Advanced Heart Failure

Some patients with chronic HF will develop severe symptoms despite optimal GDMT. These patients are classified with ACCF/AHA stage D HF and include “end-stage HF” and “refractory HF.”
European Society of Cardiology Definition of Advanced HF
  • Severe symptoms of HF with dyspnea and/or fatigue at rest with minimal exertion (NYHA class III or IV)
  • Fluid retention (pulmonary and/or systemic congestion, peripheral edema) and/or decreased cardiac output at rest (peripheral hypoperfusion)

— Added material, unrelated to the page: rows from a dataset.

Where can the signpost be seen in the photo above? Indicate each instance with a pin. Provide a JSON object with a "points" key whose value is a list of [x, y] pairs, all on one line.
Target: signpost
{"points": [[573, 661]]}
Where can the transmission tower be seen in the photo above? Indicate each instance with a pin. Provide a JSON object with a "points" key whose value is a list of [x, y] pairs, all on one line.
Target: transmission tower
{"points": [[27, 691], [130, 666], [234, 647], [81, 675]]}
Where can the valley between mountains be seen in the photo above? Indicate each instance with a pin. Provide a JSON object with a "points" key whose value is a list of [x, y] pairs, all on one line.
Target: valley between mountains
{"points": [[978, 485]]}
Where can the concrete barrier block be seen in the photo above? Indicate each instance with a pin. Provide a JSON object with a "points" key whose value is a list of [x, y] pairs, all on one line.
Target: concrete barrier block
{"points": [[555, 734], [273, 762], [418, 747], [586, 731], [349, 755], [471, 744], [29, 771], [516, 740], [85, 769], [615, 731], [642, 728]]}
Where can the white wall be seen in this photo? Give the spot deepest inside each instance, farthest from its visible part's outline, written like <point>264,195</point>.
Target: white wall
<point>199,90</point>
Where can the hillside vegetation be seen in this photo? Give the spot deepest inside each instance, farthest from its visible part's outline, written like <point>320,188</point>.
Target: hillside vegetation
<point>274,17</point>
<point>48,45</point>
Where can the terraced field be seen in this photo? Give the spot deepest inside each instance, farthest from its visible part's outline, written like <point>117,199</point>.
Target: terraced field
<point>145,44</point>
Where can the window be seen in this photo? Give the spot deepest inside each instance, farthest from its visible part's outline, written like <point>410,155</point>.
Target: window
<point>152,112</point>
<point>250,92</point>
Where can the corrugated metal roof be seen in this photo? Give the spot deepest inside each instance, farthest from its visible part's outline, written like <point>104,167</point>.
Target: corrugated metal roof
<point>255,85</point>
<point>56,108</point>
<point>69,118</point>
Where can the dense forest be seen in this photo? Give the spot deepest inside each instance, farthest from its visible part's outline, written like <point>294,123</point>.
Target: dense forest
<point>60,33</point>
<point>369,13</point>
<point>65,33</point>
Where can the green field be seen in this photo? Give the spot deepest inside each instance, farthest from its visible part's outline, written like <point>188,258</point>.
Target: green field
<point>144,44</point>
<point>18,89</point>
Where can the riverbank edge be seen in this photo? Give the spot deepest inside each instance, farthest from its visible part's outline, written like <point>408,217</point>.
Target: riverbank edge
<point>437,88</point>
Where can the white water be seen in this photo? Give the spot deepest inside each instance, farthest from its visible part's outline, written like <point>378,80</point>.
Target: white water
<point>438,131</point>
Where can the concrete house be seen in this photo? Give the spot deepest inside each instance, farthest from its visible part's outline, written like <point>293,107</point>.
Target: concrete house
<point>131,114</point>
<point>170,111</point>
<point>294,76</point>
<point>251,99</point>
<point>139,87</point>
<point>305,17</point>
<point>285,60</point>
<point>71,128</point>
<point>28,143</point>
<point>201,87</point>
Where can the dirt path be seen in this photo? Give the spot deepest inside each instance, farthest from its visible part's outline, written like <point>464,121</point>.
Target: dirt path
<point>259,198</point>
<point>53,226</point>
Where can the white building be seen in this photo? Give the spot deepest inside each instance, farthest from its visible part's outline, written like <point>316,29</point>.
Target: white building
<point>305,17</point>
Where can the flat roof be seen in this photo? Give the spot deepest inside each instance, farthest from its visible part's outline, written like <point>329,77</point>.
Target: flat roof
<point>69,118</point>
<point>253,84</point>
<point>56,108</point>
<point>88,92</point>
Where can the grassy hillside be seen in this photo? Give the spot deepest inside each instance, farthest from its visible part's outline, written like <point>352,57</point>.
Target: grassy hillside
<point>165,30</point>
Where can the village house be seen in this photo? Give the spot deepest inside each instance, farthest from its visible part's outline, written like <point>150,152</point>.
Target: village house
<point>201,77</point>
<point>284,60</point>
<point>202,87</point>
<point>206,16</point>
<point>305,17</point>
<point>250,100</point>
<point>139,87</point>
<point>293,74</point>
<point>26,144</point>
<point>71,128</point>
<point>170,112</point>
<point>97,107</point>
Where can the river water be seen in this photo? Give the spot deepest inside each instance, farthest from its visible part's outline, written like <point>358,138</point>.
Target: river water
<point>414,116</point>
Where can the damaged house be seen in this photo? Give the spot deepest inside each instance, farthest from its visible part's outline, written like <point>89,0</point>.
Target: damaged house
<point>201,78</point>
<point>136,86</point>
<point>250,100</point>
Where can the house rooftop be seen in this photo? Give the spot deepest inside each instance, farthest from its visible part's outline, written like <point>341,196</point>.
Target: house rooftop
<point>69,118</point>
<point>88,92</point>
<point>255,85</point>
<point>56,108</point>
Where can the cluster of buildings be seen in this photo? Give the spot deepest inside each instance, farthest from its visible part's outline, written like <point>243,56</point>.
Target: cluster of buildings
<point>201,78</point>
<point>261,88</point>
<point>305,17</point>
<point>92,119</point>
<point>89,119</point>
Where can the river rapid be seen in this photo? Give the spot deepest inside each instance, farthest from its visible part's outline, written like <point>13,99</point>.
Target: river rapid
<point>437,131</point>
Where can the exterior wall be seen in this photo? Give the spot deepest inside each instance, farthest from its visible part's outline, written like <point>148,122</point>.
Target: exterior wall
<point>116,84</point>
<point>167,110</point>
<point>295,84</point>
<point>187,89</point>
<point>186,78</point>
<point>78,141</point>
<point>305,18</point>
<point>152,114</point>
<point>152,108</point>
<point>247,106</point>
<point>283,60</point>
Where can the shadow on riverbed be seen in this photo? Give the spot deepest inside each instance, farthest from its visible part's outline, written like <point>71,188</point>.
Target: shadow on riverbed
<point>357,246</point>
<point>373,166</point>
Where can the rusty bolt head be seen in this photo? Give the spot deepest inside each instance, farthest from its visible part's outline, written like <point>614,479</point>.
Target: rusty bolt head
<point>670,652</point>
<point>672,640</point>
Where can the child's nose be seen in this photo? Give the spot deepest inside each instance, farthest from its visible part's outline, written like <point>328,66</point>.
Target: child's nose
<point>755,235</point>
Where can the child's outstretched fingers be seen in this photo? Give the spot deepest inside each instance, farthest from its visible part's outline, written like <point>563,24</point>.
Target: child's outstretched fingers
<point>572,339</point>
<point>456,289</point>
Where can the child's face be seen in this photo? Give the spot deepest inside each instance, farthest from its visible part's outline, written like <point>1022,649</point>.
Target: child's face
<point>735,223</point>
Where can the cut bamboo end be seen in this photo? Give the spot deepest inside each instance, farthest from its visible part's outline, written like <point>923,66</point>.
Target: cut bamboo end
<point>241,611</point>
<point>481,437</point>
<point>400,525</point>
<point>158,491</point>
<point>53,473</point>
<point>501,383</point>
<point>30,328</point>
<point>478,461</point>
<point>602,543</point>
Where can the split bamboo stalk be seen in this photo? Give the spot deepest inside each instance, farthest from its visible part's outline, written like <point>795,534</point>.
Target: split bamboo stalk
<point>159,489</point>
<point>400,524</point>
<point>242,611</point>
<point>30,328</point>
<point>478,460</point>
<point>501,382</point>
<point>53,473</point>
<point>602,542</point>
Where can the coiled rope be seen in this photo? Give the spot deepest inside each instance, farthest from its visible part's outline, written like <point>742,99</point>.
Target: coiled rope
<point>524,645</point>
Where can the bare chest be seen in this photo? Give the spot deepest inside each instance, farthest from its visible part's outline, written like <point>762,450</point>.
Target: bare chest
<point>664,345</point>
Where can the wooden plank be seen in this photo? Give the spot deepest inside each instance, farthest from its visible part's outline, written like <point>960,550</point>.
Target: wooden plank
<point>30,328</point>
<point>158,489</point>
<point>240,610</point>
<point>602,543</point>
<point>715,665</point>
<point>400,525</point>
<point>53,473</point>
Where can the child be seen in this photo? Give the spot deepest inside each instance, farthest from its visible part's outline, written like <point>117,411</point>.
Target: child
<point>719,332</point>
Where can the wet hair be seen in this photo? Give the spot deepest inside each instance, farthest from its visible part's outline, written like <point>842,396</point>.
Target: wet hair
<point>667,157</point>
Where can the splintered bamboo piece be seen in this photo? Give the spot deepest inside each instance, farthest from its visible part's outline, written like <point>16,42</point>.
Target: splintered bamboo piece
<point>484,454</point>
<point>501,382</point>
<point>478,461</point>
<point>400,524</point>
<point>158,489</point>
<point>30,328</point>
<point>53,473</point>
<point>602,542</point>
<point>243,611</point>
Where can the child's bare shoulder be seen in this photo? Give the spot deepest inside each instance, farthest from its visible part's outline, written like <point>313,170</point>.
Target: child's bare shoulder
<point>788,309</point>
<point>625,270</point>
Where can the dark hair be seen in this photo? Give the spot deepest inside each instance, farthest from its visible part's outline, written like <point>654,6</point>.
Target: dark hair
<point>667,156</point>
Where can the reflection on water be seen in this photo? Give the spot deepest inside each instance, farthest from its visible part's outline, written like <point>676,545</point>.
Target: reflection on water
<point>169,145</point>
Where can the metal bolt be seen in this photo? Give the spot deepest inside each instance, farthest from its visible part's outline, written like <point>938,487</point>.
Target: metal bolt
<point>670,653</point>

  • Objective evidence of severe cardiac dysfunction - at least one of the following:
    • LVEF ≤ 30%
    • Isolated right ventricular failure
    • Nonoperable severe valve disease or congenital heart disease
    • EF ≥ 40% with elevated natriuretic peptide levels and evidence of significant diastolic dysfunction
  • Severe impairment of functional capacity - one of the following:
    • Inability to exercise
    • 6-minute walk distance ≤ 300 m
    • Peak VO2 < 12 to 14 mL/kg/min
  • History of 1 or more hospitalizations in prior 6 months for the management of:
    • Congestion requiring high-dose intravenous diuretics
    • Low cardiac output requiring inotropes or vasoactive medications
    • Malignant arrhythmias
Heidenreich, P. A., Bozkurt, B., Aguilar, D., Allen, L. A., Byun, J. J., Colvin, M. M., Deswal, A., Drazner, M. H., Dunlay, S. M., Evers, L. R., Fang, J. C., Fedson, S. E., Fonarow, G. C., Hayek, S. S., Hernandez, A. F., Khazanie, P., Kittleson, M. M., Lee, C. S., Link, M. S., Milano, C. A., … Yancy, C. W. (2022). 2022 AHA/ACC/HFSA Guideline for the Management of Heart Failure: A Report of the American College of Cardiology/American Heart Association Joint Committee on Clinical Practice Guidelines. Circulation145(18), e895–e1032.